PS the above patent cites 4582434 i.e. the Heathkit GC1000 HFDO.
-------- Original Message --------
> On Sat, 8 Jul 2017 11:42:44 -0700
> Tim Lister <listertim at gmail.com> wrote:
>> Forgive the ignorance, but why is there a large disparity between ADC
>> and DAC capabilities ?
>> For example, Linear Technology sell a 24 bit ADC for ~$7 but an 18 bit
>> DAC is $30-50...
> Much simplified, it boils down to it being easier to measure voltage
> differences by averaging than keeping a voltage constant.
> E.g. in those >20bit ADC's you will usually find a delta-sigma ADC,
> usually 3rd to 5th order with a 1.5 to 5 bit ADC/DAC inside. The ADC
> and DAC can be laser trimmed to be in the order of 0.1% of their
> ideal values. With a few additional tricks you can get the most of
> the remaining non-linearity out. These tricks also help to remove
> errors due to DC-offsets in the signal path. But the biggest
> improvement comes from averaging over many "samples" to get the
> white noise out. If you look at the usual sample rates at which
> those ADC reach their "full" performance, it is around
> 1-30 (output) samples per second.
> On the other hand, on a DAC you need to keep the output voltage
> stable.

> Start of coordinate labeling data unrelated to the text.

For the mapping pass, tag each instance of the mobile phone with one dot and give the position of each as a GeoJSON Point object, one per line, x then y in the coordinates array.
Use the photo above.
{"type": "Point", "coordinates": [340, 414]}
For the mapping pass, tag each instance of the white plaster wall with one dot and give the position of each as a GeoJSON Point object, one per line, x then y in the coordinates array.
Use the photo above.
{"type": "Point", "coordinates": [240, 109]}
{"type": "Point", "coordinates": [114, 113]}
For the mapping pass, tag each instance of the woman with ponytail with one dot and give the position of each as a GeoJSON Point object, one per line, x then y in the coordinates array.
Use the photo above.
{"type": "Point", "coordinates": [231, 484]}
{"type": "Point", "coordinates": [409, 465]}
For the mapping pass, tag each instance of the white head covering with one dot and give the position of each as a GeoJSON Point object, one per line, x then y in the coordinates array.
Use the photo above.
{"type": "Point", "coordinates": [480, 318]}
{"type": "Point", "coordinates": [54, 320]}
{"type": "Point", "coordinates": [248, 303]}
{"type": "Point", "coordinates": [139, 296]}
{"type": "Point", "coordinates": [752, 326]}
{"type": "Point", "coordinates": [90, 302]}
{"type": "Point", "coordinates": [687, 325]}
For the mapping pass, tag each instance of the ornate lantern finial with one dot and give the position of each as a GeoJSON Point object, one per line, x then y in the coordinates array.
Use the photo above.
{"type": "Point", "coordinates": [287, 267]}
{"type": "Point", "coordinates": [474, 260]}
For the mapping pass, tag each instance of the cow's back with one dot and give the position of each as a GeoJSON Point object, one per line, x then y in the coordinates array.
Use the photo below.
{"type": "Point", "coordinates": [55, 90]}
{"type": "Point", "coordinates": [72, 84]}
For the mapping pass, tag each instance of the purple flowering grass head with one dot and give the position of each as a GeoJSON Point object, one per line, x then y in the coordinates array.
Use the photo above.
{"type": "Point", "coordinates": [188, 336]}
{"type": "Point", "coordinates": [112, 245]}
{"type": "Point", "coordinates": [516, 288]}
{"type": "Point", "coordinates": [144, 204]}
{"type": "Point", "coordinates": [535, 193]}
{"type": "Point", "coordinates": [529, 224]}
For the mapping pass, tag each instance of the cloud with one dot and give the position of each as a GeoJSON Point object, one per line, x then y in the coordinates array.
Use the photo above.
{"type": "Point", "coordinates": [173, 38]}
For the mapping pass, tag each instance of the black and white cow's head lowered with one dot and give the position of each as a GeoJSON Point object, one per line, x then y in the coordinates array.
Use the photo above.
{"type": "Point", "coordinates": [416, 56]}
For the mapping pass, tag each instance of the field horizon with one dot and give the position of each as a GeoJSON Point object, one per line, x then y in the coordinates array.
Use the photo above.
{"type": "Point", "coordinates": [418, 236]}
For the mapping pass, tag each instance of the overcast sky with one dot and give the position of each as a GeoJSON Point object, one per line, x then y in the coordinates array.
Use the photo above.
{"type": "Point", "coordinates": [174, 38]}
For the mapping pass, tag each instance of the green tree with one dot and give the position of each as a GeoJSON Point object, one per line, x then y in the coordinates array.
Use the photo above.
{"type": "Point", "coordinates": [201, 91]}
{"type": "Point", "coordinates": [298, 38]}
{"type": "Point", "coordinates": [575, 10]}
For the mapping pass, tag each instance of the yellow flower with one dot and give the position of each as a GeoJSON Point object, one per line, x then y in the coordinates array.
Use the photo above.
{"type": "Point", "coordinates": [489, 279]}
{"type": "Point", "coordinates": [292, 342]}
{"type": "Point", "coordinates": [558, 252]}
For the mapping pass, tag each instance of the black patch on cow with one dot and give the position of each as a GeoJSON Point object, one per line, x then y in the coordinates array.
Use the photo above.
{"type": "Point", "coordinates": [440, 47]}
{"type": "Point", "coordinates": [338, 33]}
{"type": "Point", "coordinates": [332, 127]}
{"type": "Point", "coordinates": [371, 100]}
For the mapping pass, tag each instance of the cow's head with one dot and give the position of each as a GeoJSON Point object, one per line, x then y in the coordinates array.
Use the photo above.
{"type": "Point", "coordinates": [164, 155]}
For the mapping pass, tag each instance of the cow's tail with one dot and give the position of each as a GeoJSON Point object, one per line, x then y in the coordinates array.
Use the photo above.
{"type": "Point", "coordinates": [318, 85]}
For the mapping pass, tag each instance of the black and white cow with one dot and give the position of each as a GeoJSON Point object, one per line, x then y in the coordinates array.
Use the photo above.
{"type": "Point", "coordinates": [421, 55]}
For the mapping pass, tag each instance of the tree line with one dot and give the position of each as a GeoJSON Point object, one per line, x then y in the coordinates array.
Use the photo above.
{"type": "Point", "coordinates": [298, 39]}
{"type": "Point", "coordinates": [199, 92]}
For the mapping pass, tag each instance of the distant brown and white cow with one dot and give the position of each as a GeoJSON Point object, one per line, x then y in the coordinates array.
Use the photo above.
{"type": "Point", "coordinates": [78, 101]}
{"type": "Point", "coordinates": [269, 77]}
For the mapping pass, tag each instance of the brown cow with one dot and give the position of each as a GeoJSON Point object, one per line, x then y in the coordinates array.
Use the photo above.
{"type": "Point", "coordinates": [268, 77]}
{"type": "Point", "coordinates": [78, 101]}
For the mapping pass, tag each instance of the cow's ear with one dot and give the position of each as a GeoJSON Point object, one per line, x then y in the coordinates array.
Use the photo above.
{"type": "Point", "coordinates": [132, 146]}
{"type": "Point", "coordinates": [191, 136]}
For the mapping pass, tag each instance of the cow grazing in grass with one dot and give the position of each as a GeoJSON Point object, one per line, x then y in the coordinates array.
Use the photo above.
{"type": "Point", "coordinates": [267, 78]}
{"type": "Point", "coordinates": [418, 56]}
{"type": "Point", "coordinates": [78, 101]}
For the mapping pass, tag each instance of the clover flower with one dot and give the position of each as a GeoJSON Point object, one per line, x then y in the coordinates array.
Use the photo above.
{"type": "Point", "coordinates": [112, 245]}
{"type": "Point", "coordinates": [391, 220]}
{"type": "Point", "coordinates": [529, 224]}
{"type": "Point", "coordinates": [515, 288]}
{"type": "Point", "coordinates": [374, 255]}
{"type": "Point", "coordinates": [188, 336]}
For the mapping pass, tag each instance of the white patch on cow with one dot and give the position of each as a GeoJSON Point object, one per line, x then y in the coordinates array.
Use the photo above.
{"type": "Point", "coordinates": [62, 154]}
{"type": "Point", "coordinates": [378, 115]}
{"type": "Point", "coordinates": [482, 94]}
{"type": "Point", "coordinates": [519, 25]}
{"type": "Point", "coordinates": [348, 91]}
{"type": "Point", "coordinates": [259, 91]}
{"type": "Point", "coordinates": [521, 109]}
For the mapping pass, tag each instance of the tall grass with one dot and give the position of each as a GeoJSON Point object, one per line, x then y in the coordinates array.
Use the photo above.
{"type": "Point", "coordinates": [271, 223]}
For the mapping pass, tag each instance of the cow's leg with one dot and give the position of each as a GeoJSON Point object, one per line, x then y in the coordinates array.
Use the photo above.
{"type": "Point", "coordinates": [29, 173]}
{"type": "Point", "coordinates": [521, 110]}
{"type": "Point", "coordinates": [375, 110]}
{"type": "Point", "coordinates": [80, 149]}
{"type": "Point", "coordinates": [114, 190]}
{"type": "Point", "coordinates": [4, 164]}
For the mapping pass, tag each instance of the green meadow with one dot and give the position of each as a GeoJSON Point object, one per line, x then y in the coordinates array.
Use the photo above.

You can do the same delta-sigma approach as with the ADC
> with much the same result, but you have one big problem:
> it is not easy to build an analog low pass filter that has a corner
> frequency down at 10Hz. This means, you have to work at a much higher
> frequency to have a low pass filter that can be realized (let's say 1kHz
> if you are building a discrete filter, higher if it's integrated).
> But that means that you have several orders of magnitude more (white) noise.
> Additionally, a lot of people expect to do a couple of 1000 samples
> per second at least, to have a usefull DAC. But that contradicts the
> need to have a narrow band low pass filter to get the noise out.